Nel 2012 a Sandy Hook (Usa), col fucile d’assalto Remington A-15 da lui stesso comprato nello spaccio, il ventenne Adam Lanza uccise la madre, 20 bimbi e sei insegnanti della scuola elementare, oltre che se stesso. Dieci famiglie delle vittime reagirono al dolore organizzando un movimento volto a imporre limiti alla vendita e circolazione delle armi, ma l’istanza fu respinta nel 2015 dalla maggioranza repubblicana del Senato. Le famiglie si rivolsero allora al sistema giudiziario chiamando in causa separatamente il produttore dell’arma e un influencer complottista per cui la strage era una messinscena contro la vendita di armi.

Ne sono derivate due vittorie significative per le conseguenze che potrebbero derivarne in due ambiti: per l’industria, le conseguenze del ricorso a «pubblicità non dichiarata e suggestiva» per le armi o altri articoli capaci di disastri; per media e social, la trasparenza del nesso fra la libertà del dire (free speech) e la responsabilità per quanto, in caso di fandonie, ne consegue.

Armi in gioco

Il produttore dell’arma è stato condannato a risarcire le famiglie (75 milioni) quando si è scoperto che, attraverso il cosiddetto product placement, aveva ottenuto che proprio quel fucile fosse usato e messo in mostra dagli “sparatutto” di Call of Duty (Senso del dovere), il videogioco d’ammazzamenti che va per la maggiore tra i teenager.

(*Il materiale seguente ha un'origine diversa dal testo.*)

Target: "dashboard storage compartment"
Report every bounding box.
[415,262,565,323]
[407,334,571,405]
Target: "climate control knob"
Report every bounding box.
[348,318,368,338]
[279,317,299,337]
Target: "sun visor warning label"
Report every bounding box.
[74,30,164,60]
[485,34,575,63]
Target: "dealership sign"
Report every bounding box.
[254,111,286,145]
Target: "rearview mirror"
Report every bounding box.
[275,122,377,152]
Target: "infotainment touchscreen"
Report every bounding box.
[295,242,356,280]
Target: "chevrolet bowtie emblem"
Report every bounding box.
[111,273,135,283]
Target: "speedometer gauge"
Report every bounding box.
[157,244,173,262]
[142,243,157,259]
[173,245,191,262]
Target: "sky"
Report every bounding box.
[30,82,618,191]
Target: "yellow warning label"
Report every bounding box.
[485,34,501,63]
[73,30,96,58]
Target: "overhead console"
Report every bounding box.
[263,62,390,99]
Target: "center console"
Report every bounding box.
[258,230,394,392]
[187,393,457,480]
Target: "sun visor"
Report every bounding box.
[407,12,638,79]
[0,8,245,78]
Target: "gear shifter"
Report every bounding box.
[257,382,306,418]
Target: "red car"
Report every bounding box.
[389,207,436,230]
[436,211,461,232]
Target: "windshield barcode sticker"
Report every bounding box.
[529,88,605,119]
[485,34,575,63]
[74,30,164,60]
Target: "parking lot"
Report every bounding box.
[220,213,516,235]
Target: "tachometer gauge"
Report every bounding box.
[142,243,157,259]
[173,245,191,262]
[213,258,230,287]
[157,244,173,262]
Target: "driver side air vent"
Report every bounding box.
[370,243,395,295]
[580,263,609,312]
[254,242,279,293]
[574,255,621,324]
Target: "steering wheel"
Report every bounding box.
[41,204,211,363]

Se lo ha fatto, ha deciso la Giuria, è stato per allevarsi come clienti gli sparatori potenziali affinché ricorrano all’occorrenza, proprio a quel fucile. Tanto più che, nonostante la potenza dell’arnese, la ditta non allarmava i dettaglianti per evitare che l’articolo fosse venduto a ragazzini stralunati di passaggio.

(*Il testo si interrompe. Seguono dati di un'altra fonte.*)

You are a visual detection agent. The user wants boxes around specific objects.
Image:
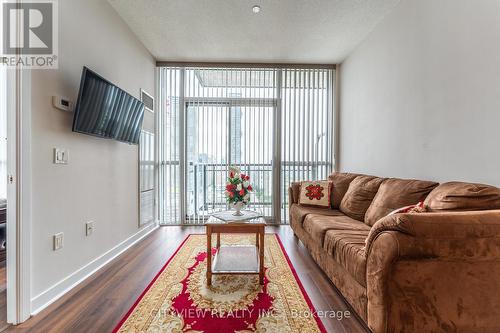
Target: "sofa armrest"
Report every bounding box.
[366,210,500,257]
[288,182,302,207]
[366,210,500,333]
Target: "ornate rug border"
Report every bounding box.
[112,233,327,333]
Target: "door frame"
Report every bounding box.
[7,68,31,325]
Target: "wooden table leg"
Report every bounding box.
[207,227,212,286]
[259,227,265,284]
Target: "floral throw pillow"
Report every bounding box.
[299,181,332,207]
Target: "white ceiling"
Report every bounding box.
[108,0,400,64]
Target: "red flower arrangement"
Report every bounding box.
[306,184,325,200]
[226,168,253,205]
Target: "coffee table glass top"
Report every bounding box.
[207,210,265,224]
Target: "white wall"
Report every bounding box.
[32,0,155,305]
[340,0,500,185]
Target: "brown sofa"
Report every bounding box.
[289,173,500,333]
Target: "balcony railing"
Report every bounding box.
[181,162,331,224]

Ecco perché la sentenza funge da precedente ed espone la lobby delle armi a rischi di bilancio incalcolabili. Basti pensare all’indennizzo che potrebbe essere richiesto dalle famiglie dei 61 morti e 851 feriti della strage di Las Vegas del 2017, eseguita da un collezionista di mitragliatrici che, anziché essere trattato da ottimo cliente, avrebbe dovuto essere segnalato dai commercianti stessi alla polizia.

Mentire e pagarla

Il secondo condannato (la misura del risarcimento si sta definendo in questi giorni dopo molti infruttuose intimazioni di aprire il libro conti) è Alex Jones, padrone e conduttore di Info Wars (su cavo, streaming e social) dove spaccia bufale di estrema destra nella chiave complottista del «non vi dicono che…» e con l’occasione vende integratori alimentari, corredi per le armi, attrezzi di sopravvivenza. Il tutto a beneficio di un seguito di fan convinti che la vita sia una guerra, nonché del bilancio annuale della ditta che pare s’aggiri sulla cinquantina di milioni.

Per far girare l’ingranaggio delle rivelazioni complottiste, Jones fece a suo tempo una campagna sostenendo che a Sandy Hook era stata messa in scena un’operazione false flag – sotto falsa bandiera – con falsi bimbi morti e semplici attori nel ruolo di genitori addolorati. Con l’ovvio risultato di esporre padri e madri dei bambini uccisi all’ira dei suoi fan e a minacce di morte concrete e comprovate, come nel caso di Lucy Richards, già chiamata in tribunale e condannata nel 2017.

Condannare lo spacciatore di una bufala per i danni concreti che combina significa che il free speech è comunque sacro anche se proclama una menzogna, ma non rende invulnerabile il mentitore rispetto alla reazione giudiziaria di chi viene danneggiato. Col che emerge chiaro che la “litigation”, il ricorrere al giudizio che espone il mentitore al rischio di risarcimenti e di galera, è l’arma più efficace per disincentivare le fabbriche di bufale.  

Social e materia oscura

Il limite è che il ricorso al giudizio è praticabile solo nell’area “trasparente” dei social, dove il mentitore è un individuo dall’identità accertabile. Nulla è possibile con la materia oscura del cosmo social, quella dell’anonimo assoluto (da non confondere col diffuso ricorso allo pseudonimo) moltiplicato in efficacia dall’uso di spam bot.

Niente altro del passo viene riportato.